Dr. Marie Roseline Belizaire, the WHO's incident manager for the Ebola response and acting emergency director for the African region, described what she is seeing on the ground in Ituri. The health infrastructure there scores below 30 percent on infection prevention and control measures. Hospitals and clinics are drowning in cases they cannot safely handle. The communities in these areas have encountered Ebola before—but that was a different strain, one they knew by name and had been vaccinated against. Now they are being asked to trust a response to a disease they have never seen, with tools they have never used, in a place where armed conflict has already shattered their sense of safety.
The WHO's latest assessment, released on June 9, warned that the outbreak is expanding considerably. People are avoiding treatment facilities. Patients are leaving hospitals. There is evidence of deep community mistrust, the kind that turns people away from the very interventions that could save their lives.

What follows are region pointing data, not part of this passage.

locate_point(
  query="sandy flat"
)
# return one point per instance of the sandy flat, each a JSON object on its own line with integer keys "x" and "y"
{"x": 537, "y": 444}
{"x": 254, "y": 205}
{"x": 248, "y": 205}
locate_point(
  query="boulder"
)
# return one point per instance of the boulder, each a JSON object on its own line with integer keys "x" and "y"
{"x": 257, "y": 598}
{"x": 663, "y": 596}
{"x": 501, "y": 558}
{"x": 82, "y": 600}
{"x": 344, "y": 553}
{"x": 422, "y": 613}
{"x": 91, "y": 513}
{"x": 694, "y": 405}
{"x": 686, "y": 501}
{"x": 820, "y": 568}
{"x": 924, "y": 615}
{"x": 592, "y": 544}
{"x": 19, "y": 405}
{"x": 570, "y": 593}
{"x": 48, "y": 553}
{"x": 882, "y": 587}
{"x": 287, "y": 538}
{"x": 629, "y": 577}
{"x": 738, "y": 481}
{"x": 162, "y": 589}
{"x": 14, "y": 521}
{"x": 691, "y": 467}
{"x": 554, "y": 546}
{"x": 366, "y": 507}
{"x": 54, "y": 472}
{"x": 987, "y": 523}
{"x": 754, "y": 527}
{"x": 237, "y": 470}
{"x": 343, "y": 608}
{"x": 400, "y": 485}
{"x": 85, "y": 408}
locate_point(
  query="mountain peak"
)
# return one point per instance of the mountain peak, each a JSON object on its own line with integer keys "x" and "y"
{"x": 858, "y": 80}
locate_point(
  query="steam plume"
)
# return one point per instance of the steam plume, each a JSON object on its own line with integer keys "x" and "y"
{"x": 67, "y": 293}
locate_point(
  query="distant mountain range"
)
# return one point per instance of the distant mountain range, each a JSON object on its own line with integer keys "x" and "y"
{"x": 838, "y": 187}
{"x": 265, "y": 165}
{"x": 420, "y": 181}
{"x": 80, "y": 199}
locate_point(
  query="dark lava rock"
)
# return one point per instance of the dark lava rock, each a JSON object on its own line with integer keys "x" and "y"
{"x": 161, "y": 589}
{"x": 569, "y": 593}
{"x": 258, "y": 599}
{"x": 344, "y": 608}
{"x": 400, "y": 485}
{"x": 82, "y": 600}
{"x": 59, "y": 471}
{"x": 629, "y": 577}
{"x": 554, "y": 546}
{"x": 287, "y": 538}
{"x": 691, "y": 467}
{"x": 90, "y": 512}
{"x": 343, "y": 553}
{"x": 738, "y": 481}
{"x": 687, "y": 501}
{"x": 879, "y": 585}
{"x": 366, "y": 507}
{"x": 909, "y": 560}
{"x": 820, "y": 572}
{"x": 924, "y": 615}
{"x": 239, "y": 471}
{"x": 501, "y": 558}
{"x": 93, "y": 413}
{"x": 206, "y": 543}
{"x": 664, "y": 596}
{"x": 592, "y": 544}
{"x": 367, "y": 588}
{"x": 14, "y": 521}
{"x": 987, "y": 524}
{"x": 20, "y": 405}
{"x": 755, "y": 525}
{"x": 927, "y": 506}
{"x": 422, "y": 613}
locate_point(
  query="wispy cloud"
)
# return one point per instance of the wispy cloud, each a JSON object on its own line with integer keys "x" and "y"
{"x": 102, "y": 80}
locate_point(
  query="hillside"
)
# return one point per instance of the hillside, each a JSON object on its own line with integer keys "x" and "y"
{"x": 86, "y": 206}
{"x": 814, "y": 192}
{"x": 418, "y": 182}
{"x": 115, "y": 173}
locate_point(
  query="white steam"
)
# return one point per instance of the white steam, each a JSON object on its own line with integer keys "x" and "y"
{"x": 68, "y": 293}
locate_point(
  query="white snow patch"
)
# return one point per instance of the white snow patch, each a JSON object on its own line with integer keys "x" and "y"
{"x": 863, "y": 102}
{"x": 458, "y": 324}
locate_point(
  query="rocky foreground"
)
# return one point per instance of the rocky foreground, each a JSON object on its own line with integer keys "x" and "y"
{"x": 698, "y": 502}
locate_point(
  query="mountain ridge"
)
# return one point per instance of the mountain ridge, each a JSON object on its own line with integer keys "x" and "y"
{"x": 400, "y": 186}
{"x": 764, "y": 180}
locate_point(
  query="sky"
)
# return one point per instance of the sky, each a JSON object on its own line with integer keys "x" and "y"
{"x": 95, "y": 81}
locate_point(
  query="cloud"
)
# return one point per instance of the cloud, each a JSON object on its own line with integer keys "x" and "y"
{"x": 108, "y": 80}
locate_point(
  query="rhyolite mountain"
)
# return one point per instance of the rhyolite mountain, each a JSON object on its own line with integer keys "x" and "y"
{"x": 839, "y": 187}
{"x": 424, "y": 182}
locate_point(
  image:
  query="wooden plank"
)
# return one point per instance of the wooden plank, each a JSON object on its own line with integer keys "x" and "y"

Fear and misinformation, the WHO noted, have always hindered Ebola response efforts—but this time, the challenge is compounded by the fact that there is no vaccine for this strain and no proven treatment. The communities have been through this before. They survived. But they are being asked to trust a system that failed them once already, in a region where trust itself is a luxury.

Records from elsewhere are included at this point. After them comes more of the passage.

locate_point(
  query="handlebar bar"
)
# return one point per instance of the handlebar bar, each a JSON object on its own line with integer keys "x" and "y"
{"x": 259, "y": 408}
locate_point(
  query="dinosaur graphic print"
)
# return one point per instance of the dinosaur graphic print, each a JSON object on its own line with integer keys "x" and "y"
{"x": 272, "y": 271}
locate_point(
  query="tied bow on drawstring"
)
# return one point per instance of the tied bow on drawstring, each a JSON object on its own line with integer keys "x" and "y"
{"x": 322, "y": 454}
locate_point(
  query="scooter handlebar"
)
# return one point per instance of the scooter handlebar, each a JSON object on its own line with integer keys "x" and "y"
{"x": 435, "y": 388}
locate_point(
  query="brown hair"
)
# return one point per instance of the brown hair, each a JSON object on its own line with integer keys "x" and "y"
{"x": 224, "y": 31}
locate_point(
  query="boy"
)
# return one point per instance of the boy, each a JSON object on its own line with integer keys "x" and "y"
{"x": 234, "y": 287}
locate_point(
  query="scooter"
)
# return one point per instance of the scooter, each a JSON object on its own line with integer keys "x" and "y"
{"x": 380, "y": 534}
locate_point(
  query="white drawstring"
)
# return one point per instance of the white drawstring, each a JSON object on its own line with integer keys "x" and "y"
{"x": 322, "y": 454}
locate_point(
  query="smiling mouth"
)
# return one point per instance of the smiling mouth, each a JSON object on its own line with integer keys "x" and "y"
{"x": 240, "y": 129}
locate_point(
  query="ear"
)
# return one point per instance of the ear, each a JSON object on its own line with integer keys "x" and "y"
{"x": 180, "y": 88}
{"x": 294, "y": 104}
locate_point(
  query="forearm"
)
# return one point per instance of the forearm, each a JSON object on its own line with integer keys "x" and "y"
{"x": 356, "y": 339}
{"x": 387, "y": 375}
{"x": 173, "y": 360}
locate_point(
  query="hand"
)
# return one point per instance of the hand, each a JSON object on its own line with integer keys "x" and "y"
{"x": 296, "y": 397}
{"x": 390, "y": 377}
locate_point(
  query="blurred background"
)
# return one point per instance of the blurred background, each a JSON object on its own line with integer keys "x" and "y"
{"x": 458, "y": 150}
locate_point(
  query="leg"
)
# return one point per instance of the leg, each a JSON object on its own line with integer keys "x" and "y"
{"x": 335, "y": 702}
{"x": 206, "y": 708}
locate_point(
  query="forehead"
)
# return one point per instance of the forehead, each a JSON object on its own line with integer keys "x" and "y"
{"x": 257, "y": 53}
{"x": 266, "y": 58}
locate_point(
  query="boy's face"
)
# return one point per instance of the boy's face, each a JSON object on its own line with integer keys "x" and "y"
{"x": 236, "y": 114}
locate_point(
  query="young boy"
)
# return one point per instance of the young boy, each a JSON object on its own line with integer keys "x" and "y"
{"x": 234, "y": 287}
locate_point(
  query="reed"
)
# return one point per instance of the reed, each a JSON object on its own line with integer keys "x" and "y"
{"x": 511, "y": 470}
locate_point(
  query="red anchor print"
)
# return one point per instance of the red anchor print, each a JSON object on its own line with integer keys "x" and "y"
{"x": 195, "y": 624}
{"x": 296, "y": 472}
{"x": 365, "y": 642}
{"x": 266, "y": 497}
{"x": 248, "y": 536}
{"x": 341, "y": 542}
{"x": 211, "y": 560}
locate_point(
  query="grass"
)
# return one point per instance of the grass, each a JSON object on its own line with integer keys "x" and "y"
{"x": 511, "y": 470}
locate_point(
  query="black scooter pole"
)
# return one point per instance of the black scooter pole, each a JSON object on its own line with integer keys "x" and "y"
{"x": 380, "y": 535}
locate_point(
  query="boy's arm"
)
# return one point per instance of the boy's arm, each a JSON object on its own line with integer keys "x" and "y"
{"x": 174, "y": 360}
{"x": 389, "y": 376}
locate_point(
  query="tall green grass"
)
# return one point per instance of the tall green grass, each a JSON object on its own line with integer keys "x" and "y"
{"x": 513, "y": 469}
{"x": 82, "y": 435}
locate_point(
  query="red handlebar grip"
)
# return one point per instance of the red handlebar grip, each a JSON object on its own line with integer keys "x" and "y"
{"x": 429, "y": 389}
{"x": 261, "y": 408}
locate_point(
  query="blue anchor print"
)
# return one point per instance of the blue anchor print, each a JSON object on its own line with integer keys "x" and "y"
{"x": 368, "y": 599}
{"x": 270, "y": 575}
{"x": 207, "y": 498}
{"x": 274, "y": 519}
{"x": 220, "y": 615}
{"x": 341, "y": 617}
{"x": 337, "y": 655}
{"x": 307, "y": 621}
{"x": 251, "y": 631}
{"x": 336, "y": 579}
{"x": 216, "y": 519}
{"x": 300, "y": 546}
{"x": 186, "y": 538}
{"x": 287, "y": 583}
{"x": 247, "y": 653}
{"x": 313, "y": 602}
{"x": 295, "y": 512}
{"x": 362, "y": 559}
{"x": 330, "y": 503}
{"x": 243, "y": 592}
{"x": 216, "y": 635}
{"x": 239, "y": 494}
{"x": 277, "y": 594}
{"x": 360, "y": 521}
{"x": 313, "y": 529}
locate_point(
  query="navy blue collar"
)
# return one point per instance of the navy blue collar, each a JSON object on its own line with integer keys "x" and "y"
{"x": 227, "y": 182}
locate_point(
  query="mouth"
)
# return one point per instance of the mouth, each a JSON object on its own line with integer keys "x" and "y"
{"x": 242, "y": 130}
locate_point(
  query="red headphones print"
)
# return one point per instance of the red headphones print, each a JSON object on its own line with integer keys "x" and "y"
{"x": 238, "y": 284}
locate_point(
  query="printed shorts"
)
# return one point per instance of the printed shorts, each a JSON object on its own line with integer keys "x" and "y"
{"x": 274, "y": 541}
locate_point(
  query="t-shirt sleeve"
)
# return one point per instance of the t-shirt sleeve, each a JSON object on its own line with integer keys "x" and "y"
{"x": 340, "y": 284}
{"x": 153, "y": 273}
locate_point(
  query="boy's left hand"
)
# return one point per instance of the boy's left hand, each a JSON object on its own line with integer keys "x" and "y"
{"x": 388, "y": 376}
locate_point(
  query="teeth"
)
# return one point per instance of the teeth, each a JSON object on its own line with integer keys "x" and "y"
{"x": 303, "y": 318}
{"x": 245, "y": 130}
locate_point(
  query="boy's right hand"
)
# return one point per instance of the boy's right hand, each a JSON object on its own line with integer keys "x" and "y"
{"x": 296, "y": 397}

One small measure of relief came when a Congolese national who traveled to the United Arab Emirates via Uganda was traced and investigated. No secondary cases emerged from that exposure. But the fact that someone could move across borders while infected underscores the fragility of containment in a region where mobility is high and surveillance is low. The outbreak is spiraling. The response is playing catch-up. And the window for control is narrowing with each passing day.
Citações Notáveis
The big challenge on the ground is to restore the trust of the communities. The second is the security situation in the field, because we have a lot of armed groups working in this region.— Jean-Jacques Muyembe Tamfum, virologist
There is no preparedness in the region where we are. The average score of all the health infrastructure in Ituri province has been low, less than 30 per cent.— Dr. Marie Roseline Belizaire, WHO Ebola Response Team incident manager
A Conversa do Hearth Outra perspectiva sobre a história
Why is the testing problem so critical here? Can't they just use different kits?
The kits they have were built for Zaire, the strain they've dealt with before. Bundibugyo is rare—most labs in the world aren't set up for it. Getting new tests takes time, and time is the one thing they don't have. Meanwhile, cases are being missed entirely.
So people are getting sick and nobody knows they have Ebola?
Exactly. They might be isolated for something else, or not isolated at all. They keep moving, keep spreading it. The contact tracing number—64 percent—that's the real measure of how far behind they are.
What does community trust have to do with it? Isn't this just a medical problem?
It's everything. If people don't trust the health workers, they hide symptoms, they avoid clinics, they don't tell you who they've been near. You can have perfect medicine and still lose the outbreak to fear.
And they've been through Ebola before in these communities?
Yes, but a different kind. They were vaccinated for it. Now they're being told there's a new strain, no vaccine, no treatment. Why should they believe the same system that failed them before?
Is there any good news here?
The person who traveled to the UAE didn't spread it onward. But that's just luck. The real question is whether they can rebuild trust and get control before this becomes something they can't contain at all.